April 2009 Indie Next List
“Frank and Ellie Benton move from Michigan to India in an effort to recover after the tragic death of their son. When Frank begins tutoring the son of their housekeeper, he sets in motion events that strain relationships and lead to a startling conclusion. This beautifully written book, set in Girbaug, India, is a contrast in cultures as well as a study in human grief and loss.”
— Gayle Wingerter, Inklings Bookshop, Yakima, WA
When Frank and Ellie Benton lose their only child, seven-year-old Benny, to a sudden illness, the perfect life they had built is shattered. Filled with wrenching memories, their Ann Arbor home becomes unbearable, and their marriage founders. But an unexpected job half a world away offers them an opportunity to start again. Life in Girbaug, India, holds promise—and peril—when Frank befriends Ramesh, a bright, curious boy who quickly becomes the focus of the grieving man's attentions. Haunted by memories of his dead son, Frank is consumed with making his family right—a quest that will lead him down an ever-darkening path with stark repercussions.

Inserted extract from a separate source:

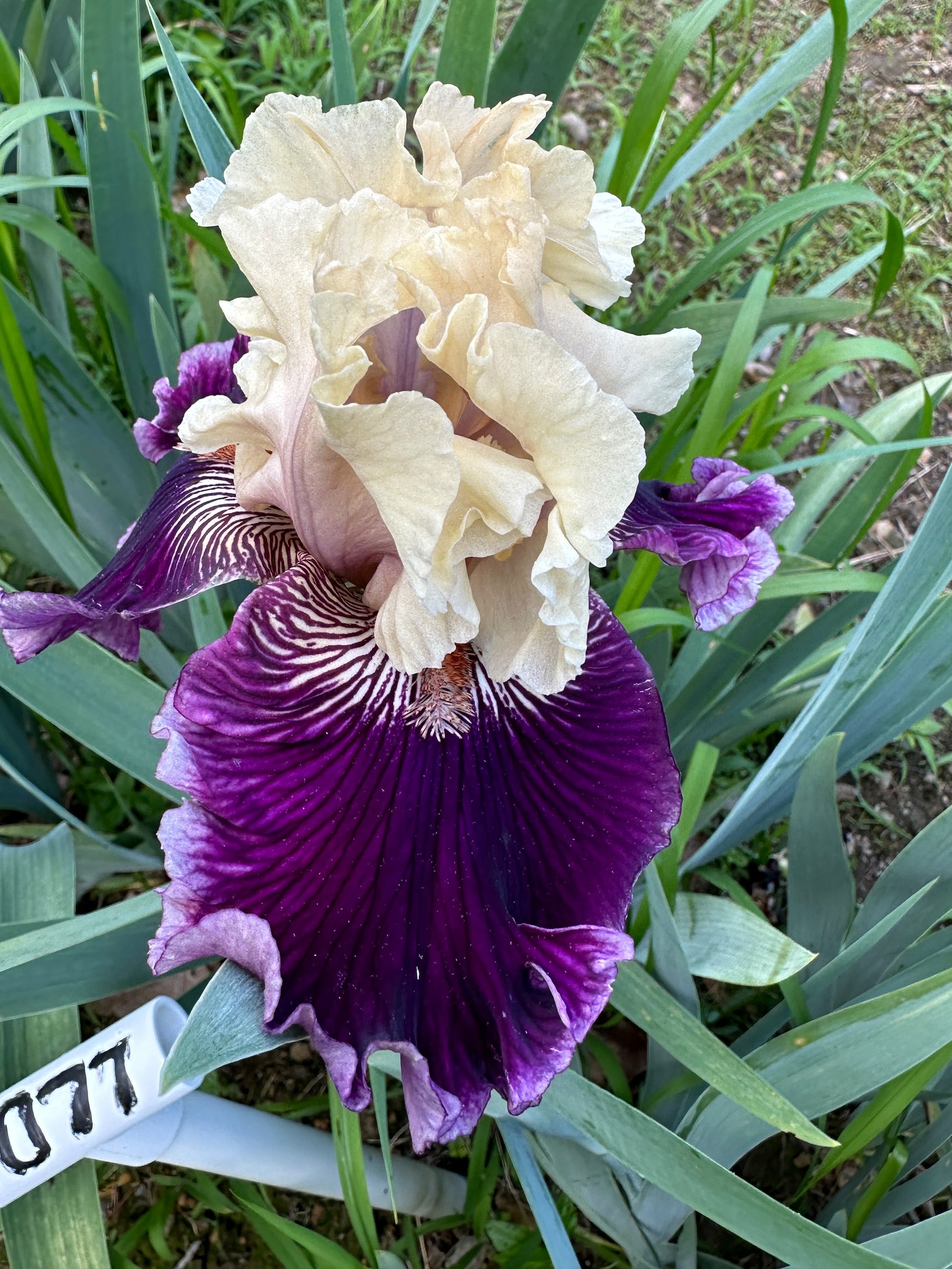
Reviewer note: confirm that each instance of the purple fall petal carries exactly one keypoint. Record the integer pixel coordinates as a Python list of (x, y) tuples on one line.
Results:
[(206, 370), (192, 536), (716, 528), (461, 900)]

Filled with satisfyingly real characters and glowing with local color, The Weight of Heaven is a rare glimpse of a family and a country struggling under pressures beyond their control. In a devastating look at cultural clashes and divides, Umrigar illuminates how slowly we recover from unforgettable loss, how easily good intentions can turn evil, and how far a person will go to build a new world for those he loves.
About the Author
Thrity Umrigar is the author of five other novels The World We Found, The Weight of Heaven, The Space Between Us, If Today Be Sweet, and Bombay Time and the memoir First Darling of the Morning. An award-winning journalist, she has been a contributor to the Washington Post, Boston Globe, and Huffington Post, among other publications. She is the winner of the Nieman Fellowship to Harvard, Cleveland Arts Prize, and Seth Rosenberg Prize, and is the Armington Professor of English at Case-Western Reserve University.
“Umrigar beautifully illuminates how human relationships are complicated by cultural, geographical, and class divides.”